A new open-source orchestration system called Danus tackles one of the harder problems in AI-assisted mathematics: keeping parallel proof-search agents from contradicting each other.
Published on arXiv (2607.06447) by the FrenzyMath team, Danus organizes mathematical reasoning around a shared "fact graph" — a global memory store where each entry must pass a stateless verifier before it is admitted. The system runs a main agent that plans and coordinates, multiple worker agents that search for proofs in parallel, and that verifier acting as gatekeeper. The main agent periodically summarizes the evolving proof state, redirects workers toward promising directions, and can surface progress reports for human mathematicians to review. The team evaluated Danus across six research-level case studies spanning algebraic geometry, singularity theory, and combinatorics.

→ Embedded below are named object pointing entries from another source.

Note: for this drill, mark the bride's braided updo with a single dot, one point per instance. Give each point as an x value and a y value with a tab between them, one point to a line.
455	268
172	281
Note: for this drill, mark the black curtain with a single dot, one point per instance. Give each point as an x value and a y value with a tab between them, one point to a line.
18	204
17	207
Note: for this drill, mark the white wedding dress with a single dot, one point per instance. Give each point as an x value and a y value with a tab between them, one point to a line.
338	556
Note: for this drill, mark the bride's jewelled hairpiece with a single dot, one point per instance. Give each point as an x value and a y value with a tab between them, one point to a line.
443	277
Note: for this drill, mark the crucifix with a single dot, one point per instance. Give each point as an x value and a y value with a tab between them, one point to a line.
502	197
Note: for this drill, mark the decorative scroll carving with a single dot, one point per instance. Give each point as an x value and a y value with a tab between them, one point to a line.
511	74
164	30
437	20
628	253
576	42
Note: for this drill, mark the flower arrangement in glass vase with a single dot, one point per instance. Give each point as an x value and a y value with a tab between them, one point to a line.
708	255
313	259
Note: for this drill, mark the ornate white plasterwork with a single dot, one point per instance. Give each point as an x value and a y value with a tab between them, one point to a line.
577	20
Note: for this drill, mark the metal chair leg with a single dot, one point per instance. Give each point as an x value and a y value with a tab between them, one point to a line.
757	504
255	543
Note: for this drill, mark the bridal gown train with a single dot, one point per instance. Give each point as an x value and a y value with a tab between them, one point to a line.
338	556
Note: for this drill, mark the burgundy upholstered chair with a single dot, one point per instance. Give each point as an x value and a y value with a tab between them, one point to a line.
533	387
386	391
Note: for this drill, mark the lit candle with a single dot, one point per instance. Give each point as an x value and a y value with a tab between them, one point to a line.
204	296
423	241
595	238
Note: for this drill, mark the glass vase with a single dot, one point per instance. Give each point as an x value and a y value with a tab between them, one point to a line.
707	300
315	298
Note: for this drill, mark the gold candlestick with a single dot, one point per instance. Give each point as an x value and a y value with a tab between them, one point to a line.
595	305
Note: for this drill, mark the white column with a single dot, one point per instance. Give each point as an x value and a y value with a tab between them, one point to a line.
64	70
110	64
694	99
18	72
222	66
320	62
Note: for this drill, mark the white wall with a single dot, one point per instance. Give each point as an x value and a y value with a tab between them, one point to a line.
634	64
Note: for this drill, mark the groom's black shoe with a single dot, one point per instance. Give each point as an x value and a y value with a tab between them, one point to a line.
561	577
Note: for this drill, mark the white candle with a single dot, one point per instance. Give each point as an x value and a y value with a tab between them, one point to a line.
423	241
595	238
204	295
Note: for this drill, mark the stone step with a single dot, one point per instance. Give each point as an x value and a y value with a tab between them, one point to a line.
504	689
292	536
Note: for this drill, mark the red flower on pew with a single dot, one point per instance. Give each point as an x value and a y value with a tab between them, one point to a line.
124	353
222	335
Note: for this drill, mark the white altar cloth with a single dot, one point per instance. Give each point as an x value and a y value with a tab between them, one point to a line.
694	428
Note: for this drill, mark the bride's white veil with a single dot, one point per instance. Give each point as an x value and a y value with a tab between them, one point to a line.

The fact-graph approach directly addresses a real scaling bottleneck: when multiple agents work on a long proof simultaneously, unverified intermediate claims can silently corrupt downstream reasoning. By requiring each fact to carry its proof and logical dependencies before entering shared memory, Danus gives the system a foundation it can actually build on — rather than a pile of plausible-sounding steps that may not connect. That human-interaction layer also matters: it positions Danus as a collaborator rather than a black box, which is likely a prerequisite for adoption by working mathematicians.
For context, this sits alongside a small but growing cluster of LLM-based math systems — including DeepMind's AlphaProof — that are pushing into research-level territory rather than competition benchmarks. Danus is open-source at github.com/frenzymath/Danus, which is either a sign of genuine confidence in the approach or a smart move to get mathematicians stress-testing it for free.